I just want to say...don't do it. It will cause you pain, it will wreak havoc with your life. it will drain you dry. You already sound fairly emotionally involved...please start NC, don't let it be too late.
benska
Edited 9/2/2009 6:17 pm ET by benska2003
Hi kelugirl,
I have to agree with benska. I think you should also go NC. I'm not judging in any way. I just know how painful it is the longer the situation goes on. I also have insecurity issues and it makes being in an A so much harder to deal with than someone who doesnt have these issues. I go through the same things sometimes, wondering what he wants from me, waiting and waiting and waiting to hear from him and wanting him to say things so that I know for sure he cares about me and loves me. I get on my own nerves sometimes. I'm trying to work on these issues because I hate being like this, yet I'm so wrapped up in this I'm not sure if I'm going left or right.
It's mentally tiring and really draining. I think about him constantly, it comsumes me some days. You said you feel 90% crazy, sad and mad and 10% of the time happy. I feel exactly the same way. I think we feel this way because we overanalyze everything,
Caribu...thank you for your post. To hear a bit of your story, makes me feel like I am not alone. Today was hard - so badly wanted to text him but I just couldn't. I can't go through the anguish of maybe not getting a response but its equally heartwrenching for me not knowing if he still wants to be with me or its done. We had an amazing time on Saturday night - he texted me the next day saying how much he truly enjoyed my company, our chats and how amazing he thinks I am. But nothing since then....
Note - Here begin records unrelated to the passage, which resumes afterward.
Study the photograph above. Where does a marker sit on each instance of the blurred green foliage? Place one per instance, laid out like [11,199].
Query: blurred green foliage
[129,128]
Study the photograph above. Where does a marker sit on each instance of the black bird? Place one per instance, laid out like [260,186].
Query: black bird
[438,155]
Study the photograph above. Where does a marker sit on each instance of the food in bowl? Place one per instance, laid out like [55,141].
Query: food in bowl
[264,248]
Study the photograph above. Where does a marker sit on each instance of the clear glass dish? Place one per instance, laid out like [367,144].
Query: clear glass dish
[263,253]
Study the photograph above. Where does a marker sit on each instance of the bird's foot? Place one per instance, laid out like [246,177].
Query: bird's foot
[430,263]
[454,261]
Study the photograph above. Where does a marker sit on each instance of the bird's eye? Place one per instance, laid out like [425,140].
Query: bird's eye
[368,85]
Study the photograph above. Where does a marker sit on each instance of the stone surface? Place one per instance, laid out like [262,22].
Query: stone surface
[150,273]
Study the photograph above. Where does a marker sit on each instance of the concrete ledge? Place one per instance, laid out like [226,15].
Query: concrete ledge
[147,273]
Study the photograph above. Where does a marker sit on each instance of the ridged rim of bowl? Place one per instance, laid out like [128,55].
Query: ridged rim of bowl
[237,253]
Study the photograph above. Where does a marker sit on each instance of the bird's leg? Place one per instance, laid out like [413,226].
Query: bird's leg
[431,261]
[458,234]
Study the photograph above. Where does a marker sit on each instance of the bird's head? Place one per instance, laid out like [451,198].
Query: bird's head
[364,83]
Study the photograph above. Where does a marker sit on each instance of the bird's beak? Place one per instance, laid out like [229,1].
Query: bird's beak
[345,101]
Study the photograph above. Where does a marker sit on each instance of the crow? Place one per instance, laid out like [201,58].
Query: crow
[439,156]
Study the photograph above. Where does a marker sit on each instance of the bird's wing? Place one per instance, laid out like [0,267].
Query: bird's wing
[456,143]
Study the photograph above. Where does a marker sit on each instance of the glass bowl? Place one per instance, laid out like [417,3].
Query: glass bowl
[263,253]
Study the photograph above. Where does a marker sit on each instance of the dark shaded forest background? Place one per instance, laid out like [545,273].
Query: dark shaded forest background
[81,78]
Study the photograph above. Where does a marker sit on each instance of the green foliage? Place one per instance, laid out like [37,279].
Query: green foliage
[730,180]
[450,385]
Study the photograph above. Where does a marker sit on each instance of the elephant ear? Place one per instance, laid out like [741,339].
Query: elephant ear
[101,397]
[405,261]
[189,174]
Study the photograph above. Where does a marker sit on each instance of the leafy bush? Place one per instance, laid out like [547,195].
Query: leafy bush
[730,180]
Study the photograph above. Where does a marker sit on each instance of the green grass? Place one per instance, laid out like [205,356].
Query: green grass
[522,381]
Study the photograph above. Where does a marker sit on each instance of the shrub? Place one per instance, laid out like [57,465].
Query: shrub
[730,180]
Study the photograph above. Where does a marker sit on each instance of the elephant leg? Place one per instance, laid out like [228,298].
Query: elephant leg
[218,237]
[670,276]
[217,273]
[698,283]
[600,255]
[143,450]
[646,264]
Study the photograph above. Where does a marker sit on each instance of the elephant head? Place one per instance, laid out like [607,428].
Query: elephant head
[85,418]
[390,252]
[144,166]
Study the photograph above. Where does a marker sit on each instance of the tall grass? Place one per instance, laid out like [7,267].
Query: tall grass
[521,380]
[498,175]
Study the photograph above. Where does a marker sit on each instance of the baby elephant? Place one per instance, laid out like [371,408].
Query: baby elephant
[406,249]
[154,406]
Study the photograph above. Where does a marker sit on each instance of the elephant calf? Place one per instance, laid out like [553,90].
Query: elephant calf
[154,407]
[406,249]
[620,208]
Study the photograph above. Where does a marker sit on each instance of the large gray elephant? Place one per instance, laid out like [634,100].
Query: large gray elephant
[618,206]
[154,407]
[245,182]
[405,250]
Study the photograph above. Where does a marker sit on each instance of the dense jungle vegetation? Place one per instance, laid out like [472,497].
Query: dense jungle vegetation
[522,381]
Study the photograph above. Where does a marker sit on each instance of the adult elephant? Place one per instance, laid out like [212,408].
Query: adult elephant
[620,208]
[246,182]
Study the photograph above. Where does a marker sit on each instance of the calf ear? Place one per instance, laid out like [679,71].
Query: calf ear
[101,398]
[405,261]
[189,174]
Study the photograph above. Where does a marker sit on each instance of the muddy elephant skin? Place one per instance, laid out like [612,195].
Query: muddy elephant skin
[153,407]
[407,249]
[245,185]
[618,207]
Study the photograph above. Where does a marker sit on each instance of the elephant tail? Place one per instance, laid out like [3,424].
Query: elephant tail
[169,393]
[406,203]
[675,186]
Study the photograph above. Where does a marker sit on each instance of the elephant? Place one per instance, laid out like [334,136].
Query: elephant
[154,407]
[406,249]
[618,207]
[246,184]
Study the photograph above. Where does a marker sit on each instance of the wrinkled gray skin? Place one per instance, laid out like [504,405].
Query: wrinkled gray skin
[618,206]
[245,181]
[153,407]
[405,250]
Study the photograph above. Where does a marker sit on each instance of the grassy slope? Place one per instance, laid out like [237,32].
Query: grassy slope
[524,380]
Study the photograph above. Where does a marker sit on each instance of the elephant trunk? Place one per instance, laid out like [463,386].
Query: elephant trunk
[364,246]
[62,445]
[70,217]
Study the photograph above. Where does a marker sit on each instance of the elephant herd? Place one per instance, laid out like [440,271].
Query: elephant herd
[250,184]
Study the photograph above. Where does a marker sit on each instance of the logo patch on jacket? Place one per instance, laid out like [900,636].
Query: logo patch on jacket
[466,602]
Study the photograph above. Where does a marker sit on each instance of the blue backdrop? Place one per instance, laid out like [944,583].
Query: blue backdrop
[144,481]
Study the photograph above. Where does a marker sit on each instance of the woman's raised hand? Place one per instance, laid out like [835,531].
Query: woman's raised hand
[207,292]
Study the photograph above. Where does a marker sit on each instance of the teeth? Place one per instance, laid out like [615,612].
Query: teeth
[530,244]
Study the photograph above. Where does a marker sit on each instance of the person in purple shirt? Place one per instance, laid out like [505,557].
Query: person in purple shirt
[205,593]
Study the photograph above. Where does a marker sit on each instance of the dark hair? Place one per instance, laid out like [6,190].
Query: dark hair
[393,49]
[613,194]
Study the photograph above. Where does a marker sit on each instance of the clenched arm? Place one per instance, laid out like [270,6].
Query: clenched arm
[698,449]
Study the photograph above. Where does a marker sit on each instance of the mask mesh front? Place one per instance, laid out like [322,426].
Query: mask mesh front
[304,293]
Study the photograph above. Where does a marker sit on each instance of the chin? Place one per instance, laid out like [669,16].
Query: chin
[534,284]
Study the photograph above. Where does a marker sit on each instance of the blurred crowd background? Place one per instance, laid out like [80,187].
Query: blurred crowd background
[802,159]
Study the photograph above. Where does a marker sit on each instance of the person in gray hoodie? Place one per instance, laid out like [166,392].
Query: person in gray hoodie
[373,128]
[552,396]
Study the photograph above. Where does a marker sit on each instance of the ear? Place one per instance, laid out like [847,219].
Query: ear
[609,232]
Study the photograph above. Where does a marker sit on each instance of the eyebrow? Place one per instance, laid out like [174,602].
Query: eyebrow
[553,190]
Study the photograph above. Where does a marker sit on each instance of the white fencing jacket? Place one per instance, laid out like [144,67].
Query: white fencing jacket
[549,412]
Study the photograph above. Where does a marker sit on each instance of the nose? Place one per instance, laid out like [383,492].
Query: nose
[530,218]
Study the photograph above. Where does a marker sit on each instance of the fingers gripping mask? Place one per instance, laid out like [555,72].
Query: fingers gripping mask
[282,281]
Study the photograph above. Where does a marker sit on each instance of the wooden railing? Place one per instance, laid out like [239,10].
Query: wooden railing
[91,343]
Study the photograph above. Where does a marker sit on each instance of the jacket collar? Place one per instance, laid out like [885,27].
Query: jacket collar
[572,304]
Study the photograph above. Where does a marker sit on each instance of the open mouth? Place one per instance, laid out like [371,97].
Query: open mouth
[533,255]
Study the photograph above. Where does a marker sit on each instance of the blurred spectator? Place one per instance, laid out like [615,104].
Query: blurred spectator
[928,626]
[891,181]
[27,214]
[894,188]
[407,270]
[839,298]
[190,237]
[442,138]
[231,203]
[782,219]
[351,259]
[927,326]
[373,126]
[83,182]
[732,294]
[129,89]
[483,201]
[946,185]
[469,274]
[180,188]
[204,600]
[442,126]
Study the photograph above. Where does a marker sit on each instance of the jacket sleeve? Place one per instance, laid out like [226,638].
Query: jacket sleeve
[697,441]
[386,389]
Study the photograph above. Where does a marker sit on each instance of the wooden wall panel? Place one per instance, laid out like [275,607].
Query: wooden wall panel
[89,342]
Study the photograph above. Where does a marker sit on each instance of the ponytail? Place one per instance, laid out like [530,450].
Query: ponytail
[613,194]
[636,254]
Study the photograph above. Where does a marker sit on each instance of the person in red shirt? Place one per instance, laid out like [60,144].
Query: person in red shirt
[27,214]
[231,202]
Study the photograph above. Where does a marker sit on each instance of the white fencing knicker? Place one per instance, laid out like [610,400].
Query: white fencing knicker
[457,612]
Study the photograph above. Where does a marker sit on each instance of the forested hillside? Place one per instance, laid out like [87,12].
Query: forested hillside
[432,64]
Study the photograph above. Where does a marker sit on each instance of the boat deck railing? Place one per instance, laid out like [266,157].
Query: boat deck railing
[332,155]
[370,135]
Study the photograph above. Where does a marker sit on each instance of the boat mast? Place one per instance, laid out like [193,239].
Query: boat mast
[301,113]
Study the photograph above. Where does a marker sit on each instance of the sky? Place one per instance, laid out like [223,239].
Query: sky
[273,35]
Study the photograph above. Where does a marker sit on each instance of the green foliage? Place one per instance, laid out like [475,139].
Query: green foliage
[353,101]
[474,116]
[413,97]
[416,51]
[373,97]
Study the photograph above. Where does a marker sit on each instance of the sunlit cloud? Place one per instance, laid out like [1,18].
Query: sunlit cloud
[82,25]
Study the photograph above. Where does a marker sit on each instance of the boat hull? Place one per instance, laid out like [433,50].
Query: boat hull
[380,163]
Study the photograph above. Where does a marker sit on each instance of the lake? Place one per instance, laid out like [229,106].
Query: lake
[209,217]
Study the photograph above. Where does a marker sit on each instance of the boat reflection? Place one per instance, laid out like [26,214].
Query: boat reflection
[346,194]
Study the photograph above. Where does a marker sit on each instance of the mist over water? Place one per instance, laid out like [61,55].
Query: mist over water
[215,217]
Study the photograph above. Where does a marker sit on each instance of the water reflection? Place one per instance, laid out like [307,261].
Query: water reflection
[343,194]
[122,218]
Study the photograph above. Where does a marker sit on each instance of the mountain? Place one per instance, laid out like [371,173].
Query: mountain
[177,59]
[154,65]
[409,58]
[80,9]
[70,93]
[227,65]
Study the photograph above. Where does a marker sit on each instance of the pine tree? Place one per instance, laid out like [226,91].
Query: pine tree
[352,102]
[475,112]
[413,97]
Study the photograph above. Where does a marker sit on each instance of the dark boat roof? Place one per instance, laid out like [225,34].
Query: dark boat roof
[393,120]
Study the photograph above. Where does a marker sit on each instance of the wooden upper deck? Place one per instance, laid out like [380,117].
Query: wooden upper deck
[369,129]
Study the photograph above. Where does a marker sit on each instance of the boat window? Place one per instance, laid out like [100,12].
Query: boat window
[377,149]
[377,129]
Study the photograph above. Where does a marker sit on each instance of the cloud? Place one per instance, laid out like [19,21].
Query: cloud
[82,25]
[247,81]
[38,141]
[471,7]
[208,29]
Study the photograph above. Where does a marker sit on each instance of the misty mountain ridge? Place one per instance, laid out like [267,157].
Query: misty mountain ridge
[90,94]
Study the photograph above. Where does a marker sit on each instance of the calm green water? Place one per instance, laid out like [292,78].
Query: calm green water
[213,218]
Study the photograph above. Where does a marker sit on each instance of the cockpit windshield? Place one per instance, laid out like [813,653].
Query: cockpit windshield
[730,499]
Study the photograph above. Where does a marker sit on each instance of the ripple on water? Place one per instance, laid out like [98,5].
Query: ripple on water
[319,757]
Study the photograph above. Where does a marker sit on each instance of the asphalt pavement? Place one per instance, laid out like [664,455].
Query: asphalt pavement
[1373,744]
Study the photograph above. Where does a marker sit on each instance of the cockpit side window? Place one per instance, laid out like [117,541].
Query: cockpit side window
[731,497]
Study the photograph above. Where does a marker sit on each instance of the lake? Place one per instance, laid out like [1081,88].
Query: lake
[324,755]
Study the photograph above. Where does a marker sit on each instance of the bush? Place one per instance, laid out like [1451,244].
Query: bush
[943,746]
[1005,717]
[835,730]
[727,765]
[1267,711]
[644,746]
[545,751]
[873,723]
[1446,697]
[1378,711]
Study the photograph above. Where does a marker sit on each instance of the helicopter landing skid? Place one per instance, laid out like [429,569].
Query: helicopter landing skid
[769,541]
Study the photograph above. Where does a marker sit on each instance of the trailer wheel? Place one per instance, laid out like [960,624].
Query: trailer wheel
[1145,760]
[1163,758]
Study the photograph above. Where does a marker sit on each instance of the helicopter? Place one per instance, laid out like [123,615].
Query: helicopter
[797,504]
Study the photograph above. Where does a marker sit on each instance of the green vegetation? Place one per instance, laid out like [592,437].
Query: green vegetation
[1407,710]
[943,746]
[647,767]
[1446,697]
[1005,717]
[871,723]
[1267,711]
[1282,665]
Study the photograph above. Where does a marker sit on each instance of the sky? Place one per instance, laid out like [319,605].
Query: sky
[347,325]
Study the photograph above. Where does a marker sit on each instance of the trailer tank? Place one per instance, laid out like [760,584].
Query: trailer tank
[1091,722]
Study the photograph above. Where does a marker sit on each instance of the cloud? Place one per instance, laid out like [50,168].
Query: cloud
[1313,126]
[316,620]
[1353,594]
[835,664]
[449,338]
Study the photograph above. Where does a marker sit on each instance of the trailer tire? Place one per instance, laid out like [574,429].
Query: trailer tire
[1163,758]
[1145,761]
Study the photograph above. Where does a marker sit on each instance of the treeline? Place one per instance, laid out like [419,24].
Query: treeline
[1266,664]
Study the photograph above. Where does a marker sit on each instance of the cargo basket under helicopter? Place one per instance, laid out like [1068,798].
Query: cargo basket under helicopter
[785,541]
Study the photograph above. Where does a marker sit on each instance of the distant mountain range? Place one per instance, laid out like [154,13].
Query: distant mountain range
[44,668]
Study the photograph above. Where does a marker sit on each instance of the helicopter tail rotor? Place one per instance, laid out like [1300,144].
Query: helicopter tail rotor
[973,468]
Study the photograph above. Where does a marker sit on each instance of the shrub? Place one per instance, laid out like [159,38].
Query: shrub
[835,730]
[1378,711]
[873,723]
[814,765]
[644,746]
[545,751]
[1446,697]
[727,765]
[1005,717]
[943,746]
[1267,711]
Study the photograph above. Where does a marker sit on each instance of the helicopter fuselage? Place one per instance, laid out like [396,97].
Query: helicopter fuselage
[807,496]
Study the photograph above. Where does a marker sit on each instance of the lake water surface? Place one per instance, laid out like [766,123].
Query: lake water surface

Its funny, I sit here and reread what I wrote above...how I am dying to hear from him...but I should be running the other way. He doesn't care...ABOUT ME...ABOUT HIS SPOUSE...I think he is just that type of person and I am really trying to get beyond that there is something about me he doesn't like. Thats what I struggle with. I have been nothing but the true, real me. I have to get him off the pedestal I have put him on and try and move on. We don't have a future. I think he has issues but I thrive in the fantasy of who he is when we are together. Beyond that, in real life, is he someone I would want to be with, be proud to introduce to my friends and family. Probably not. I need to get out so he can focus on his 2 kids...I don't want to have any part of ruining their innocent lives because of this. It wouldn't be worth it.
wow, I understand exactly what you are going through......
I made excuses too...maybe there is something wrong with my phone??!! For 7 months, he couldn't see me (lost his job, baby on the way)...I bought that for awhile but I think if someone really wants to see you, they will make the effort.
Just don't get how he makes me feel like I am "the girl" yet the actions just don't match up.
I make excuses too. I hate when phone calls don't come when promised or my text messages get no response. I feel almost devastated and I automatically think it's something I must have said or did at some point or that he isnt interested anymore. Then I say, maybe he can't usethe phone b/c the W is around or maybe something happend to him. I waste so much time and energy in this situation, its sickening. I dont think I can deal with this A much longer. I want him to want to be with me and only me. If he doesnt make some kind of decision soon, I will have to end this. It's just too painful sometimes. I'm trying to hang on for awhile and give him time but not for too much longer.
I am really trying to work on loving myself and bettering who I am. I think that is one of the main reasons I feel so much anguish in this relationship. I know I'm a good woman but these insecurities make you think all kinds of stuff about yourself. It's ridiculous. I will continue to work on me and hope for the best. You gals arent alone, I feel your pain.
We will get through this somehow. Hugs, hugs and more hugs
Kel,
K we are not seeing the same guy lol but for sure they sound alike.
I know exactly what you feel... for the past year and half I been with xAP, I felt like this intense connection between him and I.